It’s the nuclear news story that won’t go away. More delays look in store for the Southern Company’s troubled two-unit, 2,000-MW Vogtle 3-4 construction project. The Georgia Power project to build new, 1,000-MW Westinghouse reactors at an existing site, which began construction in 2009, with a project startup in 2014, could now be pushed back to 2023, The Augusta Chronicle reported.
An independent expert filed testimony with the Georgia Public Service Commission that “construction quality” issues, which have plagued the project from the start continue to crop up. As a result, reports The Center Square, Don Grace, head engineer of the Vogtle Monitoring Group, said Unit 3 is unlikely to be ready for service until late 2022 and Unit 4 more not be ready until early 2024. That’s at least a four-month slide from the delays announced last October, the fourth schedule shift in six months.
The filing, according to Bloomberg, said “These new forecasts represent another five months of schedule slip, and another $1 billion cost increase.”
The Center Square is a national, non-profit news organization covering state and local government around the US. The PSC staff hired the Vogtle Monitoring Group to evaluate the ability of Southern Nuclear to build the project.

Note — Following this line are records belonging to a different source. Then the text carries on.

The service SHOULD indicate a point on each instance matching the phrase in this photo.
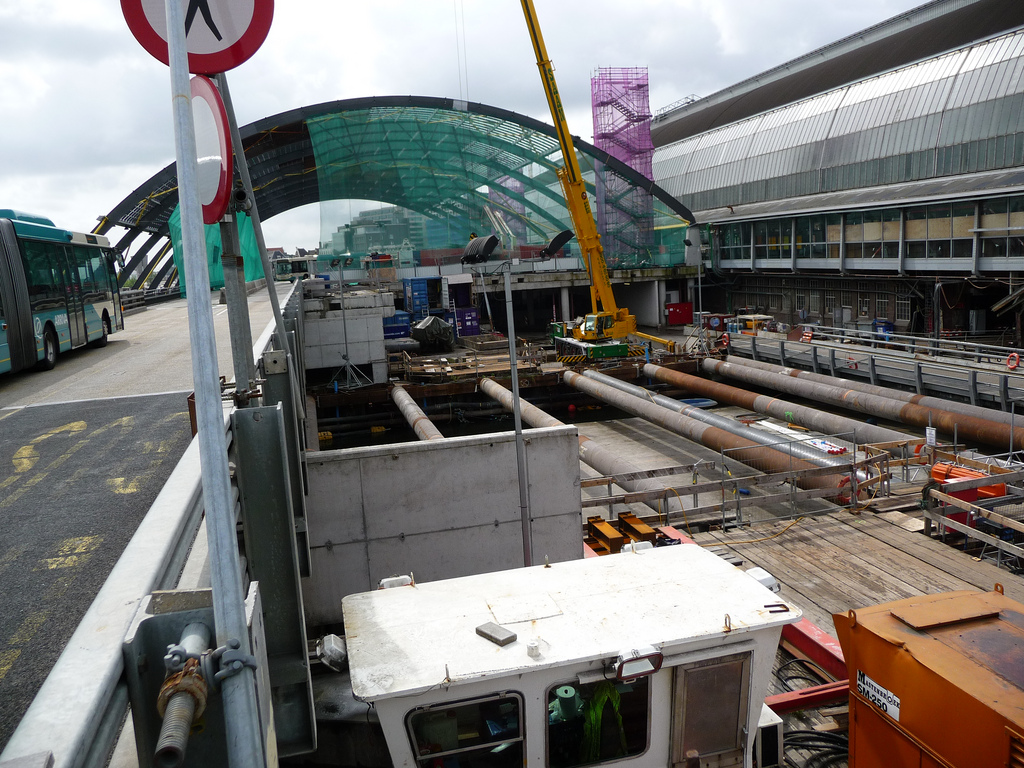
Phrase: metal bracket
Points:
(229, 659)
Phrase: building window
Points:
(903, 308)
(882, 307)
(815, 307)
(621, 708)
(482, 731)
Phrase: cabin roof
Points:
(407, 640)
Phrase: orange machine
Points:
(936, 680)
(946, 472)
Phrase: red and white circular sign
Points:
(219, 34)
(213, 148)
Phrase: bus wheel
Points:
(49, 350)
(101, 341)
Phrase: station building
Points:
(878, 178)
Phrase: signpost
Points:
(210, 37)
(213, 148)
(219, 34)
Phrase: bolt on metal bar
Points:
(241, 715)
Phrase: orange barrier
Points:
(946, 472)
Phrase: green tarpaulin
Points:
(250, 253)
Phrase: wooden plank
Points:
(806, 577)
(791, 591)
(914, 573)
(979, 574)
(868, 576)
(967, 530)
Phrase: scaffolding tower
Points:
(621, 99)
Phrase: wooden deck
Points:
(836, 562)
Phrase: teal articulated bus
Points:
(58, 291)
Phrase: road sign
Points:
(220, 34)
(213, 148)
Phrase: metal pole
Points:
(520, 449)
(247, 182)
(238, 310)
(241, 716)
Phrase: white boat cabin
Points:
(656, 657)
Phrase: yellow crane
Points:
(606, 321)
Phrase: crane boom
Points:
(607, 320)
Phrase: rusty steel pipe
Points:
(418, 420)
(592, 454)
(745, 451)
(897, 394)
(793, 448)
(782, 410)
(836, 393)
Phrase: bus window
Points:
(45, 286)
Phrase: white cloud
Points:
(85, 112)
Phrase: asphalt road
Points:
(84, 450)
(76, 479)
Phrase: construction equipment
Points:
(606, 322)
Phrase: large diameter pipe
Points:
(793, 448)
(782, 410)
(597, 457)
(980, 430)
(418, 420)
(897, 394)
(745, 451)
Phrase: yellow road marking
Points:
(11, 555)
(24, 634)
(72, 553)
(27, 456)
(121, 485)
(7, 658)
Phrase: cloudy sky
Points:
(85, 112)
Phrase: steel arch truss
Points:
(437, 157)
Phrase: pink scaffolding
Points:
(621, 98)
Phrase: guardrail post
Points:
(239, 690)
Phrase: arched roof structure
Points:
(437, 157)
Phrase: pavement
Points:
(76, 479)
(84, 450)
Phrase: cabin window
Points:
(710, 704)
(591, 723)
(478, 733)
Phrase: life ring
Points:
(845, 498)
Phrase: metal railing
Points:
(977, 373)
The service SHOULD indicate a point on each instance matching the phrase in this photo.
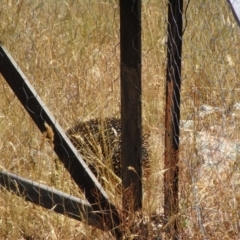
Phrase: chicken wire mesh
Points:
(69, 51)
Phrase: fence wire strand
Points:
(70, 53)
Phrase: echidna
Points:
(99, 143)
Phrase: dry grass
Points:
(69, 50)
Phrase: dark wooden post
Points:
(130, 46)
(172, 116)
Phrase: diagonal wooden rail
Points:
(50, 198)
(66, 152)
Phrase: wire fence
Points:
(70, 53)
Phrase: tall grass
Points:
(69, 50)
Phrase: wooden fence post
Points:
(172, 116)
(130, 46)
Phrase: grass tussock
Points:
(69, 51)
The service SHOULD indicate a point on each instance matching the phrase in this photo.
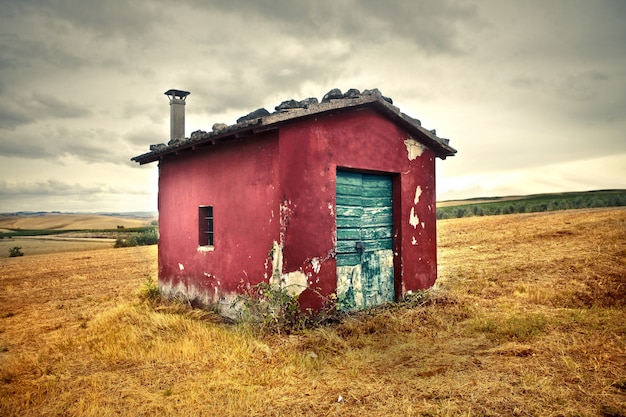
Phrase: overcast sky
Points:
(532, 94)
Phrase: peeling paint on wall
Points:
(418, 193)
(356, 291)
(295, 282)
(414, 148)
(316, 264)
(413, 219)
(276, 255)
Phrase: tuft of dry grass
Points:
(527, 319)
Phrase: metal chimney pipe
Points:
(177, 113)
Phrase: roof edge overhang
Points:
(274, 120)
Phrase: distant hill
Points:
(64, 221)
(488, 206)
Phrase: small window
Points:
(206, 226)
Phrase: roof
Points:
(261, 120)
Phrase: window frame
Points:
(206, 226)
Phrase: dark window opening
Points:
(206, 237)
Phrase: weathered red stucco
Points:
(279, 186)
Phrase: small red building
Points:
(331, 197)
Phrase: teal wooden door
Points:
(364, 240)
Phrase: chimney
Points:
(177, 113)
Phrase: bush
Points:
(15, 251)
(271, 309)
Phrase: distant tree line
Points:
(534, 204)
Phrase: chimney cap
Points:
(177, 94)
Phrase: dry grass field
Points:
(528, 319)
(70, 222)
(51, 244)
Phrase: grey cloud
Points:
(106, 18)
(431, 25)
(89, 145)
(49, 187)
(18, 110)
(63, 188)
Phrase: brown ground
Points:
(70, 222)
(528, 319)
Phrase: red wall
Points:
(280, 186)
(240, 180)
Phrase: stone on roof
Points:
(293, 109)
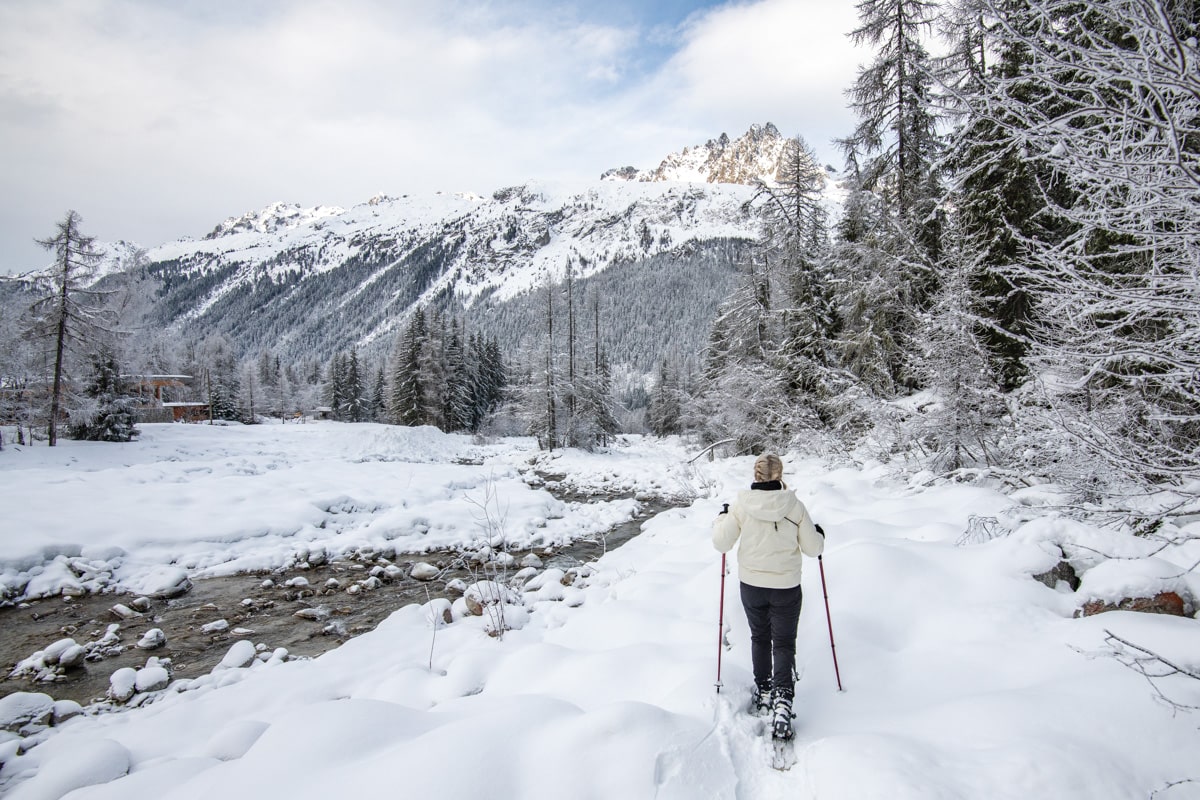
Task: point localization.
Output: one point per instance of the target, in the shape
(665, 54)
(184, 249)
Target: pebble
(153, 639)
(425, 571)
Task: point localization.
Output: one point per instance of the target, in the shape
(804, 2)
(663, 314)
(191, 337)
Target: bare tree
(1116, 119)
(69, 311)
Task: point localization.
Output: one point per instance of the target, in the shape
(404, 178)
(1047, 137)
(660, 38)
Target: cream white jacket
(775, 530)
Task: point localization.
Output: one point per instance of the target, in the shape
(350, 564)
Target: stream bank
(306, 611)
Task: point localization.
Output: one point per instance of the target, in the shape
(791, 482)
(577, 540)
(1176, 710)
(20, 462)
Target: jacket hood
(769, 506)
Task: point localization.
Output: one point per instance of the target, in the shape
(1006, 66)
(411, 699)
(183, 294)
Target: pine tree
(378, 408)
(407, 391)
(893, 152)
(354, 397)
(109, 415)
(67, 312)
(664, 414)
(1111, 128)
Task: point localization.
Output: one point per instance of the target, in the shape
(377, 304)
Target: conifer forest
(1008, 278)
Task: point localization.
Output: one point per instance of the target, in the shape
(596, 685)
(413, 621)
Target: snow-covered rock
(424, 571)
(1150, 584)
(151, 679)
(233, 740)
(123, 684)
(240, 655)
(160, 582)
(153, 639)
(21, 709)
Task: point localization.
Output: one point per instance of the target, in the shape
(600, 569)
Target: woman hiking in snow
(777, 531)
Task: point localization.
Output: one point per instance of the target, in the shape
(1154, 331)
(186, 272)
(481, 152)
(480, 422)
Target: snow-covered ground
(964, 677)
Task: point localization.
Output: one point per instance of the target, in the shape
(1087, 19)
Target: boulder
(53, 655)
(65, 710)
(21, 709)
(72, 657)
(124, 612)
(1164, 602)
(123, 684)
(153, 639)
(424, 571)
(487, 593)
(1061, 571)
(239, 655)
(151, 679)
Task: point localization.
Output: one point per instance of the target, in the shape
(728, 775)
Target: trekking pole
(833, 648)
(720, 629)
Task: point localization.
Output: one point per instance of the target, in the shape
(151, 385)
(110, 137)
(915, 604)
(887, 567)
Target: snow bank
(964, 677)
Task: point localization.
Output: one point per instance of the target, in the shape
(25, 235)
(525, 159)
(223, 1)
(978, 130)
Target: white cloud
(156, 120)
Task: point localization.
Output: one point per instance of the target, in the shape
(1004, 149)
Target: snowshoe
(783, 716)
(760, 702)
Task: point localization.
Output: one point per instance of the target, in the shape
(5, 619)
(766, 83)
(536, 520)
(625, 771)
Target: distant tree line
(1012, 281)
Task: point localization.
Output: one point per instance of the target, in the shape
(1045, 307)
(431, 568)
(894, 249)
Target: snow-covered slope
(754, 156)
(315, 281)
(964, 675)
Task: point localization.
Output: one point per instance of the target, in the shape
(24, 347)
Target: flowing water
(259, 607)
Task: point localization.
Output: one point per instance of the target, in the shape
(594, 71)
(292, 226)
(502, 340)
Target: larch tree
(1116, 120)
(893, 154)
(69, 312)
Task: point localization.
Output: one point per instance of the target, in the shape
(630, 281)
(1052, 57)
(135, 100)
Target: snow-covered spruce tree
(457, 407)
(1117, 318)
(892, 154)
(489, 379)
(334, 389)
(406, 402)
(995, 188)
(223, 383)
(107, 414)
(67, 312)
(354, 398)
(965, 420)
(664, 413)
(797, 257)
(378, 408)
(251, 397)
(743, 390)
(595, 410)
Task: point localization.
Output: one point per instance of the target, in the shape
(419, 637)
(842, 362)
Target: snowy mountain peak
(275, 217)
(753, 157)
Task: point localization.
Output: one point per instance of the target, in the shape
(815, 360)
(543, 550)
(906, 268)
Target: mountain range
(657, 248)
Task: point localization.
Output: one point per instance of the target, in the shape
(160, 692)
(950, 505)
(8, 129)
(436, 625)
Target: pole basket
(720, 629)
(833, 648)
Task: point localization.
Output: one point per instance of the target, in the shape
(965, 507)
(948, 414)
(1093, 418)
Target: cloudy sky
(157, 119)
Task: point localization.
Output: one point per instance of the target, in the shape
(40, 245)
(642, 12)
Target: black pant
(773, 615)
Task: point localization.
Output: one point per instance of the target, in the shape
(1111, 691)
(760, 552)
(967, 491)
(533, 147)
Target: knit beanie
(768, 468)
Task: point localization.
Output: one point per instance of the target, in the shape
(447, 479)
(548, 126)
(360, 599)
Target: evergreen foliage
(108, 413)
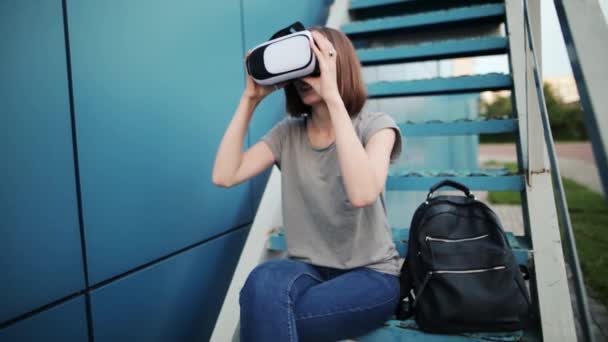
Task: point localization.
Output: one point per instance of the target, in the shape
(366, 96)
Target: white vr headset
(286, 56)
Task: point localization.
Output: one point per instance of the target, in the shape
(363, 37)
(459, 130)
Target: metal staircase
(540, 248)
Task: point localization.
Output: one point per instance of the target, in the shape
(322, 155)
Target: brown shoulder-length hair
(348, 69)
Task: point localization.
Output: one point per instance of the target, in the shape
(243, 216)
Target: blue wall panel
(261, 18)
(65, 322)
(40, 254)
(175, 300)
(155, 85)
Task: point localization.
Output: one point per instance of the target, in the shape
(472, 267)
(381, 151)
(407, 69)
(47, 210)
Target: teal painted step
(363, 4)
(277, 242)
(437, 86)
(434, 50)
(458, 127)
(406, 331)
(422, 180)
(456, 16)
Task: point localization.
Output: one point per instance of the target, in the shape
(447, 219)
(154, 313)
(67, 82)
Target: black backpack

So far, the estimated cost of the two-unit project had ballooned from $14 billion to around $27 billion. Georgia Power customers will have to eat half of those costs, under rules approved by the PSC. The remaining costs will burden a group of public power transmission and distribution utilities, who undoubtedly will also pass those costs on.
The Vogtle project is the first new nuclear construction attempt in the U.S. in more than 30 years. It had a sister project at South Carolina’s V.C. Summer site, also a two-unit, 2,000-MW Westinghouse advanced design. That $10 billion project collapsed in 2017. The failure led to the demise of the parent utility, SCANA, and criminal indictments of two Westinghouse executives.
As a result of the Vogtle and Summer experiences, many independent analysts say it is highly unlikely that any electric company in US will try to build a conventional nuclear power plant in the future.